BRAINSTORM HEALTH
How Technology Is Revolutionizing Health Care
Brainstorm Health 2019: Shifts in the Landscape
With new entrants such as Amazon and Walmart taking bold steps in the health care sector and major acquisitions by Cigna and CVS, business models and the entire health care landscape are undergoing seismic shifts.
One of technology’s most significant potential healthcare opportunities is providing patients with better preventive care so that some medical emergencies, like heart attacks, can be averted.
Bruce Broussard, CEO of health insurer Humana, explained Tuesday at Fortune‘s Brainstorm Health conference in San Diego that he believes technology will help patients receive help during medical crises.
For instance, he cited the growth of Internet-connected devices—smartwatches among them—that can track heart rates as potentially revolutionary because they allow for monitoring vital signs in daily life. Medical companies would be better equipped to understand a “360-degree” view of the patient by getting up-to-date patient data.
Broussard also pointed to the importance of telemedicine technologies, like video conferencing, letting doctors virtually visit patients in their homes. He cited a hypothetical scenario of a patient who lives in a rural area taking a virtual meeting with a specialist doctor complemented by an in-person visit from a nurse. This combination of virtual doctors and physical nurses could let health care providers do “all the things you could do in a physical office, in a home.”
“This extends the healthcare system,” Broussard said.

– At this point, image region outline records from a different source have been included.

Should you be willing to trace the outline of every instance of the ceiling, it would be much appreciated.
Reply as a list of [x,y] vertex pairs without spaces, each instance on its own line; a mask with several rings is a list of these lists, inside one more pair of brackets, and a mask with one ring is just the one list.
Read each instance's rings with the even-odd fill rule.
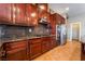
[[77,16],[85,13],[85,3],[49,3],[48,7],[54,12],[60,14],[68,13],[69,17]]

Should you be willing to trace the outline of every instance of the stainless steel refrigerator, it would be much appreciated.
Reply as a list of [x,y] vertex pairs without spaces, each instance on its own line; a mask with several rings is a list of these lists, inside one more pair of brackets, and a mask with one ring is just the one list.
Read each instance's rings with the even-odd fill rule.
[[67,42],[66,24],[56,25],[56,40],[58,44],[65,44]]

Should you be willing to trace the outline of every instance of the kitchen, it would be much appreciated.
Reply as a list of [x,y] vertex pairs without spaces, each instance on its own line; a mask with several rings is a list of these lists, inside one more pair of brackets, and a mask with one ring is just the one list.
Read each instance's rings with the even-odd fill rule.
[[60,44],[66,18],[47,3],[0,3],[0,60],[31,61]]

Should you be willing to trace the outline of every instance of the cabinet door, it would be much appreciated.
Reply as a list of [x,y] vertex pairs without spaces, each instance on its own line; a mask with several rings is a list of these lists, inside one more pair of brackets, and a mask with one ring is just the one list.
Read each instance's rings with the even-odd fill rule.
[[15,4],[15,8],[16,8],[16,14],[15,14],[16,21],[15,21],[15,23],[19,24],[19,25],[27,25],[26,4],[17,3],[17,4]]
[[38,4],[38,14],[39,14],[39,18],[46,18],[46,21],[49,23],[48,21],[48,15],[49,13],[47,12],[47,4],[46,3],[39,3]]
[[40,54],[41,54],[41,43],[30,44],[30,59],[34,59]]
[[14,49],[6,52],[6,60],[8,61],[24,61],[26,60],[26,49],[19,48]]
[[51,48],[49,39],[48,38],[43,38],[43,41],[42,41],[42,53],[48,51],[49,48]]
[[1,51],[0,51],[0,61],[1,61]]
[[51,17],[51,27],[52,27],[52,35],[56,35],[56,18],[55,14],[52,14]]
[[56,37],[52,37],[52,48],[55,48],[57,46]]
[[11,9],[11,3],[0,3],[0,23],[12,23]]
[[22,61],[26,60],[27,55],[27,41],[16,41],[5,43],[6,60],[8,61]]
[[26,4],[26,20],[28,21],[28,25],[38,25],[38,10],[37,5]]

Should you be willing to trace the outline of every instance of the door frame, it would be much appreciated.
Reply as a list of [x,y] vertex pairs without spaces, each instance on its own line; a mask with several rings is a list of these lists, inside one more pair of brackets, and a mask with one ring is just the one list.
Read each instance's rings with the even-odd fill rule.
[[[75,23],[71,23],[71,28],[73,27],[74,24],[79,24],[79,41],[81,41],[81,22],[75,22]],[[73,35],[73,29],[71,29],[72,35]],[[72,38],[72,36],[71,36]],[[73,38],[72,38],[73,39]]]

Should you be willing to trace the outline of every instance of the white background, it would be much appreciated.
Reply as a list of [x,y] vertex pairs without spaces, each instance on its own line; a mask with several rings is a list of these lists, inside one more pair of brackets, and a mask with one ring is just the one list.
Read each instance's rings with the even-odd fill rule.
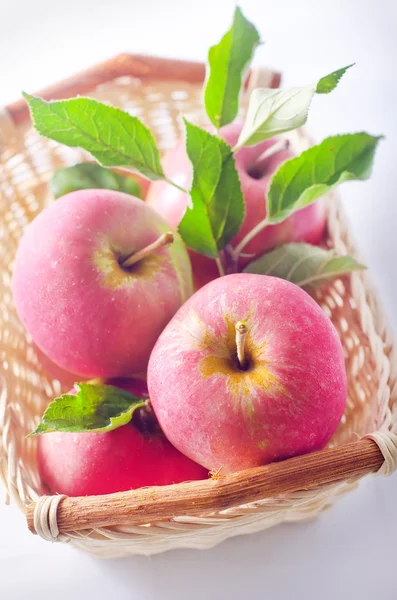
[[[317,139],[383,133],[374,175],[341,189],[397,324],[396,23],[394,0],[241,0],[266,45],[256,63],[305,84],[356,61],[316,98]],[[122,51],[205,59],[229,25],[229,0],[0,0],[0,106]],[[229,540],[211,551],[98,561],[28,533],[0,505],[0,598],[378,600],[397,598],[397,475],[371,478],[309,524]]]

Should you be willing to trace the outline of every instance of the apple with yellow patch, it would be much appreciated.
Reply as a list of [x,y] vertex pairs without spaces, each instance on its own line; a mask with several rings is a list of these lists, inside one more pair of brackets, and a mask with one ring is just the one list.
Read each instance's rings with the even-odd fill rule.
[[296,285],[247,273],[210,282],[179,309],[148,386],[170,442],[222,473],[320,450],[347,395],[328,316]]
[[84,377],[144,372],[192,293],[186,248],[142,200],[111,190],[58,199],[27,227],[15,259],[19,317],[57,365]]

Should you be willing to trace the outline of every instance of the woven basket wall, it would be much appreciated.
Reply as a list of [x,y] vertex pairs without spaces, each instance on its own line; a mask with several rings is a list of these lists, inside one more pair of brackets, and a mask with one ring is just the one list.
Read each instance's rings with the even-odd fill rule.
[[[181,134],[180,114],[197,124],[206,123],[201,84],[178,76],[164,80],[118,77],[92,87],[89,95],[142,118],[152,128],[161,149],[171,147]],[[310,145],[304,132],[294,133],[291,140],[298,151]],[[25,436],[34,429],[49,400],[60,393],[61,385],[43,371],[16,316],[10,290],[12,263],[24,227],[51,202],[48,181],[53,170],[82,158],[85,157],[78,150],[39,137],[28,120],[17,126],[7,111],[0,111],[0,475],[7,501],[11,499],[23,510],[42,494],[36,473],[36,439]],[[339,201],[330,196],[326,203],[327,243],[342,254],[355,254]],[[341,446],[380,431],[376,441],[389,459],[391,470],[396,439],[392,429],[396,432],[397,373],[392,341],[368,275],[355,273],[339,279],[314,296],[339,332],[349,381],[346,411],[330,446]],[[390,456],[386,456],[387,452]],[[310,519],[351,490],[357,478],[198,516],[176,514],[145,523],[143,515],[141,524],[113,524],[107,528],[92,527],[88,521],[85,528],[61,532],[57,539],[106,557],[150,554],[178,547],[211,547],[227,537],[282,521]],[[56,533],[52,532],[53,538]]]

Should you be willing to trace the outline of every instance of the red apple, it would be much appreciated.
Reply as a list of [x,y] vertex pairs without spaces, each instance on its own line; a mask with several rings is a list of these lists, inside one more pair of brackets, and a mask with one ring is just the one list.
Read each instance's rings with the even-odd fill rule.
[[[219,134],[231,146],[237,142],[241,124],[233,123],[223,127]],[[255,225],[266,217],[266,194],[270,179],[278,166],[293,156],[289,149],[279,151],[262,164],[262,176],[253,177],[251,171],[260,155],[276,143],[276,138],[242,148],[235,154],[236,167],[239,173],[244,195],[246,216],[239,233],[232,245],[236,246]],[[184,141],[164,156],[163,167],[167,177],[186,189],[192,179],[192,169],[185,152]],[[177,228],[189,201],[187,194],[170,186],[164,181],[156,181],[149,187],[147,203],[157,210],[175,229]],[[271,225],[261,231],[247,246],[244,253],[252,254],[250,258],[241,257],[240,267],[245,266],[274,246],[288,242],[307,242],[318,244],[324,236],[325,211],[321,201],[294,213],[284,222]],[[190,252],[193,266],[195,288],[198,289],[219,275],[215,262],[204,256]]]
[[156,248],[172,241],[169,229],[142,200],[110,190],[67,194],[27,227],[14,301],[53,362],[83,377],[146,370],[158,335],[192,292],[178,234]]
[[[147,397],[144,381],[115,379],[109,384]],[[106,433],[41,434],[37,461],[43,486],[51,494],[88,496],[206,479],[206,469],[178,452],[153,412],[145,411],[136,409],[130,423]]]
[[324,311],[288,281],[246,273],[179,309],[153,349],[148,386],[170,442],[222,473],[320,450],[347,395]]

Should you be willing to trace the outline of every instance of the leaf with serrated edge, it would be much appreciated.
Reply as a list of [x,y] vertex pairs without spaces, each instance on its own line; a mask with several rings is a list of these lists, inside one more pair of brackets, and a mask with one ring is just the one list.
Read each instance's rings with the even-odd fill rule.
[[132,177],[126,177],[105,169],[95,163],[78,163],[72,167],[57,169],[52,176],[52,193],[60,198],[76,190],[116,190],[142,197],[140,185]]
[[230,146],[186,120],[185,126],[193,182],[178,231],[189,248],[216,258],[244,219],[240,181]]
[[268,222],[280,223],[343,181],[368,179],[381,137],[332,136],[280,165],[267,195]]
[[334,250],[294,243],[267,252],[245,267],[244,272],[272,275],[311,288],[365,268],[352,256],[338,256]]
[[236,7],[232,27],[219,44],[209,50],[204,103],[208,117],[217,128],[231,123],[237,116],[243,74],[259,41],[255,27]]
[[318,83],[287,90],[257,88],[251,93],[247,115],[234,151],[302,127],[314,93],[331,92],[349,67],[322,77]]
[[129,423],[134,410],[146,402],[112,385],[76,383],[74,387],[76,395],[55,398],[30,435],[51,431],[111,431]]
[[333,71],[329,75],[322,77],[317,83],[316,94],[329,94],[330,92],[332,92],[336,88],[346,71],[353,67],[354,64],[355,63],[347,65],[347,67],[343,67],[342,69],[338,69],[337,71]]
[[46,102],[24,97],[44,137],[82,148],[102,166],[130,167],[148,179],[165,179],[156,141],[137,117],[92,98]]

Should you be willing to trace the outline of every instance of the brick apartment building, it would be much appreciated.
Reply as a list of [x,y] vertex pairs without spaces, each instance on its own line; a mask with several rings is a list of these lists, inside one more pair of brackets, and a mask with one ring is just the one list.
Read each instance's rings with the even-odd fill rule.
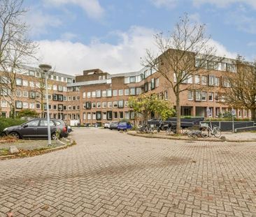
[[[195,59],[195,67],[197,61]],[[224,100],[221,93],[229,87],[225,79],[226,75],[237,70],[235,61],[225,59],[214,67],[211,66],[209,62],[207,73],[199,73],[182,84],[194,84],[196,88],[181,93],[181,115],[207,117],[206,111],[210,110],[210,117],[215,117],[220,112],[231,110],[221,103]],[[16,96],[13,96],[16,112],[27,108],[41,112],[38,91],[41,76],[38,69],[33,68],[26,68],[17,75]],[[170,76],[175,80],[173,74]],[[1,82],[4,82],[2,75]],[[165,78],[150,68],[119,74],[109,74],[100,69],[84,70],[83,75],[77,76],[55,73],[49,76],[48,83],[50,117],[62,119],[71,125],[133,119],[134,114],[128,106],[129,98],[142,93],[156,93],[159,98],[170,100],[175,106],[174,93]],[[10,107],[6,91],[2,89],[1,92],[0,112],[1,116],[8,117]],[[46,96],[43,94],[43,97],[45,109]],[[236,116],[246,118],[250,117],[250,112],[237,110]]]

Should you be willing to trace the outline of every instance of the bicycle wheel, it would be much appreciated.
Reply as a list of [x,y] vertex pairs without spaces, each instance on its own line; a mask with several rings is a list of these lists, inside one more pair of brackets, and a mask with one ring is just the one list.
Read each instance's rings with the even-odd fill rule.
[[171,134],[171,126],[168,127],[168,128],[166,128],[166,135],[170,135],[170,134]]
[[201,130],[201,136],[203,138],[206,138],[209,136],[209,132],[208,131],[208,129],[206,128],[202,128]]
[[218,126],[213,128],[213,135],[215,137],[219,137],[221,136],[220,128]]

Despite the rise of telemedicine, Paul Jacobs, the former CEO of Qualcomm and now the CEO of wireless tech company XCOM, argued for medical professionals visiting their patients’ homes.
Jacobs recalled the case of a telemedicine patient who mistakenly believed that they had a migraine and wanted a prescription for a specific medication. Eventually, a doctor visited the patient’s house and discovered black mold. After the mold was removed, “the migraines went away,” Jacobs said, concluding: “The personal touch—the human touch—is still essential.”